Skip to content

feat: add compliance-only checks, fix detection bugs, and improve batch UI

Bikkumalla Sai Krishna requested to merge document_details into main

Overview

This MR refactors the GitLab Compliance Checker from a multi-purpose analytics tool into a focused, production-ready project compliance checker. It adds new checks, fixes broken detection, improves the UI, removes all unrelated code, and brings documentation and Docker up to date.


What Changed

New Checks Added

Documentation Files (docs_checker.py)

Checks whether each repository contains the 4 required documentation files:

  • README.md
  • CONTRIBUTING.md
  • USER_MANUAL.md
  • AGENTS.md

Features:

  • Shows / per file with a warning listing which are missing
  • Missing files appear in the Suggestions section with fix instructions

Repository Health Files (docs_checker.py → check_repo_files())

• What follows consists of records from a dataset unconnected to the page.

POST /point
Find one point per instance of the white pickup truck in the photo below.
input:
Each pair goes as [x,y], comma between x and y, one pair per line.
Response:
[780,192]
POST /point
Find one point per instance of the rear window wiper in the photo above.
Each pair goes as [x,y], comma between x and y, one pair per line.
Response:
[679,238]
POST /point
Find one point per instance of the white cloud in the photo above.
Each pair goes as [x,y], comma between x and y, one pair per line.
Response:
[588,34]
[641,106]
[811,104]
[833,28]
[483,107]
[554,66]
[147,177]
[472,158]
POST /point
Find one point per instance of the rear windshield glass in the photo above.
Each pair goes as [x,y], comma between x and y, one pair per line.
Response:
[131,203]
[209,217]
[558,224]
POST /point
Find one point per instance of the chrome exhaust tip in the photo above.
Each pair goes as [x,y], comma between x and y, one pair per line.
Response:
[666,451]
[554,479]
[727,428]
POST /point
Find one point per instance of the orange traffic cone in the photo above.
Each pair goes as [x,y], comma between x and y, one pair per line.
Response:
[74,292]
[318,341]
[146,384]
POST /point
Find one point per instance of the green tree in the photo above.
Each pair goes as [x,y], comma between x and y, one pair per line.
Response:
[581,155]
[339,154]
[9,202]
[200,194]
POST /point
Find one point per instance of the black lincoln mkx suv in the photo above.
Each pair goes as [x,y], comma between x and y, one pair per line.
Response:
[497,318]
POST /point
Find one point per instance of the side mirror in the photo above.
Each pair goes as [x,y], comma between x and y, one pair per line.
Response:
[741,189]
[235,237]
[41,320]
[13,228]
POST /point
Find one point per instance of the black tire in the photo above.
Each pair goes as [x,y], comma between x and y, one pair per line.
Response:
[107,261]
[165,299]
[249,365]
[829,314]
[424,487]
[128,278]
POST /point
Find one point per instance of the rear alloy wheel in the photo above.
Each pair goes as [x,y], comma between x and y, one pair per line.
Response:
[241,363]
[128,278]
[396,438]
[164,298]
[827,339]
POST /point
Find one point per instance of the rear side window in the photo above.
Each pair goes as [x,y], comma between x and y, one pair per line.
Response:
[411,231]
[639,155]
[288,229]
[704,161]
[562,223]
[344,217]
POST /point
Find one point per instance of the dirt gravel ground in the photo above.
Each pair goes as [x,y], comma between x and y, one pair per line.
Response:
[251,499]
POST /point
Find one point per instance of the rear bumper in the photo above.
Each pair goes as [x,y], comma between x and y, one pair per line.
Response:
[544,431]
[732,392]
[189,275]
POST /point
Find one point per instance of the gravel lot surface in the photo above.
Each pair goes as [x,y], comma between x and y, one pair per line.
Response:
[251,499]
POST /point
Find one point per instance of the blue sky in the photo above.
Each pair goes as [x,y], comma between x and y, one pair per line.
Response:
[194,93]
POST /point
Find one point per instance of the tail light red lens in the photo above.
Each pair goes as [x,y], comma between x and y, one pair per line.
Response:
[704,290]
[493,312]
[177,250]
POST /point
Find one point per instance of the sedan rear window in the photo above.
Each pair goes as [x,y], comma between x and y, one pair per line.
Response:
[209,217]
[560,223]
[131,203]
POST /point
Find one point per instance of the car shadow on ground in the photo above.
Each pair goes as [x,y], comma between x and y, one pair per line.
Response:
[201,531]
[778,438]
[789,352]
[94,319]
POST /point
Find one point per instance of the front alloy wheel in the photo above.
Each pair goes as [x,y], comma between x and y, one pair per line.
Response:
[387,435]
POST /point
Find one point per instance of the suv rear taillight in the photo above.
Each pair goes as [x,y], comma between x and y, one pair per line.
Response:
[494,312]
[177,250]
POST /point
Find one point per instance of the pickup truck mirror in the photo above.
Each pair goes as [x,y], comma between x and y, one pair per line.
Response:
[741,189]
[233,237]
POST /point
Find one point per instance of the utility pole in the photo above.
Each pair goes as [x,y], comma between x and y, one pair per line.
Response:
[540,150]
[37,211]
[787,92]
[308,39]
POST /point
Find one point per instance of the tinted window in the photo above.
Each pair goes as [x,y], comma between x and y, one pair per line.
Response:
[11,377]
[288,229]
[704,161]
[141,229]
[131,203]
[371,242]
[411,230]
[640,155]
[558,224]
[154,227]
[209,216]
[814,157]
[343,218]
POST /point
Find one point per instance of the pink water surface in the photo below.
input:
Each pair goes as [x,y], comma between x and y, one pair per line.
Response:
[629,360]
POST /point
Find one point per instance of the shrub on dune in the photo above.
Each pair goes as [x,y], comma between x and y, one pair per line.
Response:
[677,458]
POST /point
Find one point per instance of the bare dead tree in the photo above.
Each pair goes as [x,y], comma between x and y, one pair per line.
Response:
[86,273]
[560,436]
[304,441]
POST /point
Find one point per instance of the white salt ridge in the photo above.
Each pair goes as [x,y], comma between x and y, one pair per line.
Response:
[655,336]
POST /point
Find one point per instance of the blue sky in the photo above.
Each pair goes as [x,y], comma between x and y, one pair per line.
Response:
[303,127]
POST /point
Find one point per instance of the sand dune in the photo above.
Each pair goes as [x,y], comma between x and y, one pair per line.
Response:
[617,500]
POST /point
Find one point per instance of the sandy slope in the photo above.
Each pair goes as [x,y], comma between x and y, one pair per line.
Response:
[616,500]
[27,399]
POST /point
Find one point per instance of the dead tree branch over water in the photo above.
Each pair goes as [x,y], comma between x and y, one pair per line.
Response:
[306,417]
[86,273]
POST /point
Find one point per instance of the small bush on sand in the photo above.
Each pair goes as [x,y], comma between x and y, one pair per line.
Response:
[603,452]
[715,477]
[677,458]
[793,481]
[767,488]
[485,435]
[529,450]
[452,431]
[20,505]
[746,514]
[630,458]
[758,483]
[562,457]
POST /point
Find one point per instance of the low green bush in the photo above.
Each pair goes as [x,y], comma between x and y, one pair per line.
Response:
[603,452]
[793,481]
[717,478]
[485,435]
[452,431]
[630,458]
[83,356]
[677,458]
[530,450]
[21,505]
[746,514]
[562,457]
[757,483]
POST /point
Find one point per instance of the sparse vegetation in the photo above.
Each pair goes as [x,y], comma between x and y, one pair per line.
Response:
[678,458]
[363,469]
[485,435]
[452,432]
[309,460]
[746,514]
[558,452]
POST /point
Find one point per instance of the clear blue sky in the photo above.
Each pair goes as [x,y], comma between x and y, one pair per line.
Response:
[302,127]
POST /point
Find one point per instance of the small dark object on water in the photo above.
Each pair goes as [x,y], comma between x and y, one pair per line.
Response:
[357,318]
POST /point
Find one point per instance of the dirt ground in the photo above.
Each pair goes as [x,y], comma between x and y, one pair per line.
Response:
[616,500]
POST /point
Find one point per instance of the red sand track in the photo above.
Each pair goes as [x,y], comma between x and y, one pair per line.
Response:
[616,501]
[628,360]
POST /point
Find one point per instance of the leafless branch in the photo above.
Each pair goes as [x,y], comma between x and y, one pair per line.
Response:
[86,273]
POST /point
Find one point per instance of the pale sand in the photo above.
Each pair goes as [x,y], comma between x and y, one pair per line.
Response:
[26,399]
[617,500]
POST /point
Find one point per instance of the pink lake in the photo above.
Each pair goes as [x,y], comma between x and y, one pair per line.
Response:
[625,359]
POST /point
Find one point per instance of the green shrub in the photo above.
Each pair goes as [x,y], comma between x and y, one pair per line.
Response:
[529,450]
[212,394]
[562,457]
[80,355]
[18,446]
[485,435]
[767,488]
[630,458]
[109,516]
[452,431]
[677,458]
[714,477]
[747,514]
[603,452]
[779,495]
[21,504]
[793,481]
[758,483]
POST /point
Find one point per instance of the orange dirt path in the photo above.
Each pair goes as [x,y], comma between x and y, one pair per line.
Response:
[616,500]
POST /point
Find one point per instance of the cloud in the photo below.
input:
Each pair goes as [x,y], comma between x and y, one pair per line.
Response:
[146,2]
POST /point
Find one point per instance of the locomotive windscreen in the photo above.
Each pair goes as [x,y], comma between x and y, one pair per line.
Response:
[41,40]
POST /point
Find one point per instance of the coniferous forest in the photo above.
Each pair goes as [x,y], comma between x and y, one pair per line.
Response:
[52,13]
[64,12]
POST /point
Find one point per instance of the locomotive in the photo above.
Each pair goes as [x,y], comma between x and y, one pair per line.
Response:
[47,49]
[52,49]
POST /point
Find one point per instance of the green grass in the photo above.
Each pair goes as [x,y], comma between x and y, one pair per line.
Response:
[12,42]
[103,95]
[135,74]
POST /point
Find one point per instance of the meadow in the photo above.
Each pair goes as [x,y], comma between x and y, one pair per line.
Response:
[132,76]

Checks for 8 standard repository health files:

  • .gitignore
  • .editorconfig
  • CHANGELOG.md
  • SECURITY.md
  • CODE_OF_CONDUCT.md
  • .env.example
  • Dockerfile
  • .dockerignore

Features:

  • Shows per-file / with a reason for each
  • Displays a score (X/8 files present)

Pre-commit Hook Analysis (pipeline_checker.py → check_precommit())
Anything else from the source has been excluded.